The final AHAH moment was when I discovered the truth of the many strange behaviors of the Password Input Menu. X had been known to cause problems or special behavior for a Input Menu in certain places and it was just assumed to be how things were. All of this actually stemmed from one single and annoying glitch with the Password Input Menu: Inputting X at letter C4 or F8 would retroactively overwrite the 3 previous letters the moment it was entered. This was actually discovered by chance while trying to document a known crash in the game by navigating a previously input password.

X is and can be used as a valid letter at C4 or F8, but it turns out that the only way to do it right, is by entering it in before entering in the previous 3 letters. If the password input navigation arrows didn’t exist, this would make the bug much more troublesome and impossible to fix in certain situations.

After encountering this, I learned how to trigger the crash. Apparently Garbage letters behave differently when overwritten by the now labeled Propagating X Input glitch. This special behavior also helps because it keeps the garbage letters as such and allows the garbage checksum to stay valid. The problem with these garbage letters, is if you navigate to them in the Password Input Menu after Propagating X Input overwrites it, the game will crash (at least on the player I used).

What the input looks like before Propagating X.

Before Propogating X, the first 3 letters as previously input

What the input looks like after Propagating X.
Navigating to S2 will crash the game as it was previously input as a garbage letter.

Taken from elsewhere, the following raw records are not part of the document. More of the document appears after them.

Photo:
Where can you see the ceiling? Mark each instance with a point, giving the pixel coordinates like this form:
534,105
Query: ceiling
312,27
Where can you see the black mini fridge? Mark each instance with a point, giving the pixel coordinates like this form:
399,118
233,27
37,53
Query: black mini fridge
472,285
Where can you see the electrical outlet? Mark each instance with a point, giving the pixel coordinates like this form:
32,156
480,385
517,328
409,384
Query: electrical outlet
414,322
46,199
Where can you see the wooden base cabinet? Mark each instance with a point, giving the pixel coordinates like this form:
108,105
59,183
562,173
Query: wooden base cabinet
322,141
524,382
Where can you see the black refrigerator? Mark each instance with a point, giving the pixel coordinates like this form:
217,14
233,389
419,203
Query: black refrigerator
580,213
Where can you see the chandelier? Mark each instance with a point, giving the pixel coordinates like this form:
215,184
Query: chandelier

After Propogating X, the first 3 letters are all X

Everything is Here

On April 30th, 13 days after starting the game, I had finished writing down every Scene ID Title-Chapter combination, every Branching Scene, every Scene of Interest, and every flag operation that took place in the game. It turned out some Scene IDs were observable, yet outside of the accepted range of the Password Input Menu. The range is from ZZZ to OAU, leaving room for 542 valid Scene IDs. The game recycles flags a lot due to the limited number of available bits in the flag data (16). Often right before a choice, or before a major choice tree, a few or numerous flag bits are cleared or freed so that they can be set by a later choice. These clear operations are always hit to ensure that the flags are never misinterpreted by the game.

Future Plans

Although the documentation is basically complete for Hourglass of Summer, there are a few areas that could use some extra oomph. A flowchart that visually represents the Scene tree in the game would make navigating more straight forwards, although it would be a big endeavor to undertake. Another goal is to take all of this documented information and shove it into a password generator/reader. An application or web app that will give you the password based on supplied conditions, or take apart a password and tell you what all of it means. If either of these are eventually finished, then they will be linked below.